ICU is the Internationalization Classes for Unicode, a library developed by IBM with existing ports in C, C++, and Java. It does a lot more than shaping, and is a huge library. That's perhaps the main reason why it is not used widely for shaping. The most notable users of ICU are the OpenOffice.org suite and Sun's Java implementation. It is highly probable that ICU will be ported to using HarfBuzz when HarfBuzz gets to production stage.

m17n

Mostly of academic importance, m17n is an internationalization framework that includes a shaping engine. Its most notable characteristic is that it is based on language- and script-specific shaping rules expressed as Lisp code. Latest versions of Emacs use m17n for complex text rendering.

SIL Graphite

SIL Graphite is a complex/smart-font technology parallel to OpenType Layout. In this framework, the font itself contains all the shaping logic and the engine has no language- or script-specific knowledge. This allows for developing fonts for minority scripts and languages without having to update the engine first. For established scripts though, there is not much reason to prefer Graphite over OpenType.

Consumers

One can loosely divide the consumers of the text rendering stack based on their varying demands and requirements:

  • GUI Toolkits like GTK+ and Qt need the least flexibility when it comes to text rendering. Indeed, all the user cares about is that the text is rendered to the screen and is legible. Pango has been specifically designed with this use case in mind. Qt is even worse in that it pretty much does not support any other use case. Ultimately most (all?) other use cases should be made to use HarfBuzz directly, freeing Pango to do what it's really good at: Providing an easy-to-use API for GUI toolkits.

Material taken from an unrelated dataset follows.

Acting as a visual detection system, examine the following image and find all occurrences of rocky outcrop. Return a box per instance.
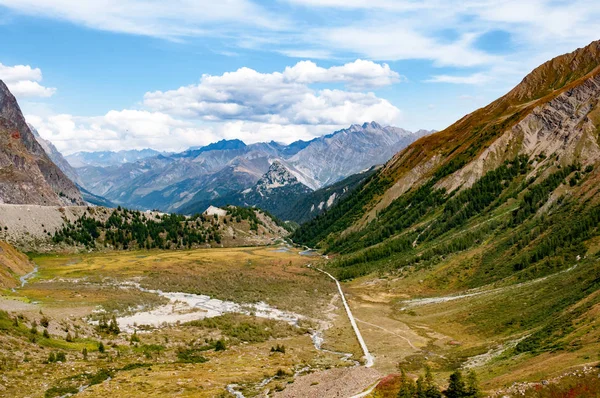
[0,81,83,206]
[67,122,430,212]
[438,74,600,191]
[287,122,431,189]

  • Web browsers have two unique requirements that make it hard to use the native text stack in full:

    1. They have to abide by the very strict CSS font selection rules (as opposed to, say, fontconfig's),
    2. They need to support web fonts, that is, fonts that are not installed on the system and are downloaded from the web on demand.

    It is worthwhile to review what the various web browser engines currently use for their complex text support:

    • Firefox uses Pango. Firefox 2 was hacked to use PangoLayout API. That was very abusive and inherently inefficient. Firefox 3 has got a new layout engine that is completely based on cairo. The Linux port subclasses PangoFcFontMap to be able to support both CSS text selection as well as web fonts. By doing that it is essentially reimplementing most of Pango and only using the shaping logic. It makes much more sense to use HarfBuzz directly, and Mozilla is now working on getting HarfBuzz ready for that.

    • Webkit-GTK uses PangoCairo. They use Pango the same way that Firefox 2 used to do. At the end of the day, it's at best a hack. Moving to HarfBuzz when the time is right should fix that.

    • Webkit/Android is the webkit engine as used by Google in Android and Chromium. It uses a system called Skia for 2D graphics rendering. The team at Google has released an alpha Linux port of Chromium that is using HarfBuzz directly.

  • Word processors' biggest unique demand from a shaping engine is good support for and lots of control on line hyphenation and justification. Also important to them is choosing fonts as closely and robustly as possible to the font requested by the document. Device-independent metrics as well as metric-compatibility with other word processors is another requirement (required by all kinds of office suite applications really.) OpenOffice.org currently uses ICU and AbiWord uses Pango. Both will have a better time using HarfBuzz shaping directly.

  • Designer tools demand much of what word processors do, but also access to advanced font features (alternate glyphs, etc), being able to correctly handle fonts with many various (and non-standard) styles, things like manual kerning, as well using SVG fonts and embedded subsetted fonts. Inkscape and The GIMP use Pango currently, and Scribus is in transition to / has been ported to using HarfBuzz directly.

  • Font designer tools can use HarfBuzz directly to generate previews. Other than that there is not much else to share really, even though they both deal with the very same objects (fonts): the font tools needs to be able to generate font tables, which is out of the scope of a shaping engine. Fontforge has the option to use Pango currently.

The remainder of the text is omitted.